- toiletries - You're like, "What? Don't they have toiletries there" Yes, of course, they do. People brush their teeth, shampoo their hair and use soap in Africa. I'm just saying, if you're particular about the brands of things you use, some of them might not be available here. Also, a lot of the things here are imported and the biggest tube of toothpaste that cost $1 in Vietnam and $2 in the Philippines, costs $4-5. While that doesn't sound like it'll break the bank, sunscreen, moisturizer and other similar products cost a pretty penny. A bottle of Coppertone can cost around $30. Tampons can also be hard to come by, so bring plenty if you haven't switched to menstrual cups yet.
- insect repellant - Again, yes, they're available here, but you might have more choices wherever you are, especially if you want one with natural ingredients.
- extra pairs of contact lens and contact lens solution - To date, contact lens are still very hard to find here or they're very expensive if you do find them, so if you intend to stay here for a while, bring enough to last you the rest of your stay. Of course, you can always ask other people to bring you some when they visit, but it would still be good to have extra pairs in case you lose one.
- plug adapter + extension cord with outlet strip - Check if your current plugs match the ones here. Tanzania uses Type D and G, but most places just have the latter. If you're staying in a nice hotel, you might not have to worry because their power sockets accept most plugs. In any case, bring at least one plug adapter and a power strip with at least 3 sockets. I bought a power surge protector here, plugged in my adapter and outlet strip and I can charge my electronics which mostly have Type A plugs, only my netbook has a Type C plug. Oh yeah, it's 230V here so you may want to bring a power adaptor if you have electronics that run on 110V.
- power surge protector - There are frequent power cuts throughout the year, sometimes three times in a day. You would want to protect your electronics with a quality surge protector. Paired with a power strip, you'll be all set. Yes, I said I bought one here, but I don't really trust its quality. I might have to get my friend (Yoohoo Richie) to bring me a better one from the UK.
- blanket/pillow case - I got this from someone, and I have to say it's quite nice to have a bit of home when you're settling in a new place. I probably could've brought more clothes or something else but while those are easy enough to buy, my blanket and pillow case from home helped my room have an instant homey feel.
- SIM ready phone - Do I really need to explain this?
- solar charger - With the power cuts, you might want one. What better way to make use of the year round sunny weather (if you're going to the south)?
- pocket/purse-sized flashlight and head lamp - Good for power cuts and also for walking around at night.
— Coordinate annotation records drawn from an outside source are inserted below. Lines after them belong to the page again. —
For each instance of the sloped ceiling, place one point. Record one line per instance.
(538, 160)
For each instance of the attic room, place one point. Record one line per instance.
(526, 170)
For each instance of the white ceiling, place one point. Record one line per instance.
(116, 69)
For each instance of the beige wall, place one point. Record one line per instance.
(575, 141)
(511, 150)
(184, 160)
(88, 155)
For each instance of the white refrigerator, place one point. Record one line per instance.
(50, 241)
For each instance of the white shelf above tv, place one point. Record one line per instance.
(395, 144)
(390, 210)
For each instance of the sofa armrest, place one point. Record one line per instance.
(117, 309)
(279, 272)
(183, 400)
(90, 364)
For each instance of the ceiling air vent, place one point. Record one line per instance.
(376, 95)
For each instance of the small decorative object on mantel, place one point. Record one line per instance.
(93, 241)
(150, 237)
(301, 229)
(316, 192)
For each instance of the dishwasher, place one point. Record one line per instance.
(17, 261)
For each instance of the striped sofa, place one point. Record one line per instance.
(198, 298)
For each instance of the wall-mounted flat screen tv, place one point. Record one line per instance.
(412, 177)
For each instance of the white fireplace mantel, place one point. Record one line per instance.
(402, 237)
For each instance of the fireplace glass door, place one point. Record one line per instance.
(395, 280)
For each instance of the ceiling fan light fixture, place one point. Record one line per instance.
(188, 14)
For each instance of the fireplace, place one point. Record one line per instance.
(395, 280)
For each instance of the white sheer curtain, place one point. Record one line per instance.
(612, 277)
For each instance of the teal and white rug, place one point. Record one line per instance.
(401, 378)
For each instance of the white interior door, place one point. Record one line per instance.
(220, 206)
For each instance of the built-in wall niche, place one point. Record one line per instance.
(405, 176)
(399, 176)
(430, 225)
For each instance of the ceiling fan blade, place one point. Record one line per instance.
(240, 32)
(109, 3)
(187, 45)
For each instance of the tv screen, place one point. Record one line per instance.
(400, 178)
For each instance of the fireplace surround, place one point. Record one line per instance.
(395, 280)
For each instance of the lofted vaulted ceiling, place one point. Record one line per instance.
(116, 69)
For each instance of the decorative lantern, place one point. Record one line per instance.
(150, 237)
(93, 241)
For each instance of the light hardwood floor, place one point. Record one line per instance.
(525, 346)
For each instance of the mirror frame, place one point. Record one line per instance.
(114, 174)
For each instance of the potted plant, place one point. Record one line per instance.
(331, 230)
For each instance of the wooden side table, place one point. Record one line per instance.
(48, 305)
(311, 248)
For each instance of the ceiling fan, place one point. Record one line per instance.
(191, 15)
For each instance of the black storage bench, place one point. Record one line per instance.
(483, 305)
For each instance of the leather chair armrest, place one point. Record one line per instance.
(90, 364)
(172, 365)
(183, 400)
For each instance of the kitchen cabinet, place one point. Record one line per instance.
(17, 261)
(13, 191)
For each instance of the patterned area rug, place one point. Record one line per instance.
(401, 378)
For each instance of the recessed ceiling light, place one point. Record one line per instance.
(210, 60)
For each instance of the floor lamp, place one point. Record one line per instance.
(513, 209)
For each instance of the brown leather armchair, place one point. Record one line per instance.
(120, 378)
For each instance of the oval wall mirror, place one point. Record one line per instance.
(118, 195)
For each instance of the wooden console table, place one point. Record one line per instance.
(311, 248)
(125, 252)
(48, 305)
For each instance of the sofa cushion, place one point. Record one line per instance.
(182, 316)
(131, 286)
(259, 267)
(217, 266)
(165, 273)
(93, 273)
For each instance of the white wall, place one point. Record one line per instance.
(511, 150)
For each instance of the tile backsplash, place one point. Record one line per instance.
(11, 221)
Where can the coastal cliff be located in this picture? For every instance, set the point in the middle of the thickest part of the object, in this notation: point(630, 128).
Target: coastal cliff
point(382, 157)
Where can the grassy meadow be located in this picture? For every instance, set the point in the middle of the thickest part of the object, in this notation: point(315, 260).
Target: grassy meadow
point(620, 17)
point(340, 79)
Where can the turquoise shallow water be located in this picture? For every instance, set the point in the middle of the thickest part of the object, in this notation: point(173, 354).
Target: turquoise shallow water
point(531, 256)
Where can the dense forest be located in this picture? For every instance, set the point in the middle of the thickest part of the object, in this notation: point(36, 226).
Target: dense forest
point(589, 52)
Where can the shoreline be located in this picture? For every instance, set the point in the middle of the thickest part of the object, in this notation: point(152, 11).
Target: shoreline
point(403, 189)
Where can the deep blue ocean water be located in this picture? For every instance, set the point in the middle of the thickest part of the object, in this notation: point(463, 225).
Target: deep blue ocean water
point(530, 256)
Most of the time, the roads aren't paved and streets aren't well-lighted either. I have a mini rechargeable flashlight that I love to bits. While all of my reuseit.com purchases are great, this the one I've used the most often since I moved here.
- Steri-pen - This is something I've been itching to purchase. This can come very handy when travelling to rural areas where drinkable water is scarce. Of course, one can buy bottled water in cities, but I feel guilty with all the plastic bottles.
- a penknife or better yet, a Swiss Army knife
- e-reader - If you're a bookworm like me, you better have one because a couple of paperbacks won't last you very long. Books are available in the cities but again, they can be quite expensive and you won't be able to bring them with you when you leave. Here's the part where I thank my awesome sister and her fantabulous other half for getting me a Kindle as an early birthday present. Thanks!!!
- duct tape / sellotape / sticky tack --- You'll find a use for them. I "mended" the vanity table chair that's in my room with sticky tack.
- at least one pair of sturdy and comfortable walking shoes/outdoor sandals and dress/work shoes --- Again, you can buy them here but bring what you can for the sake of choice, price and quality. Unless, of course, if you have tons of money (to buy shoes that break apart quickly or to pay for cabs to take you everywhere) or don't intend to walk around. Remember what I said about unpaved roads? People at work have been moaning and groaning about the need for shoes because the ones they have are falling apart and they can't find what they want/need here.
Of course, there are a lot of other things you should take with you if you're moving or travelling, but that would depend on your needs and personal preferences. Nevertheless, I hope this list will be of some help if you're coming my way any time soon.
Last piece of advice which would be good for travelling anywhere -- Expect everything to be different, and when they're not, the familiar will be a pleasant surprise that will make you feel at home.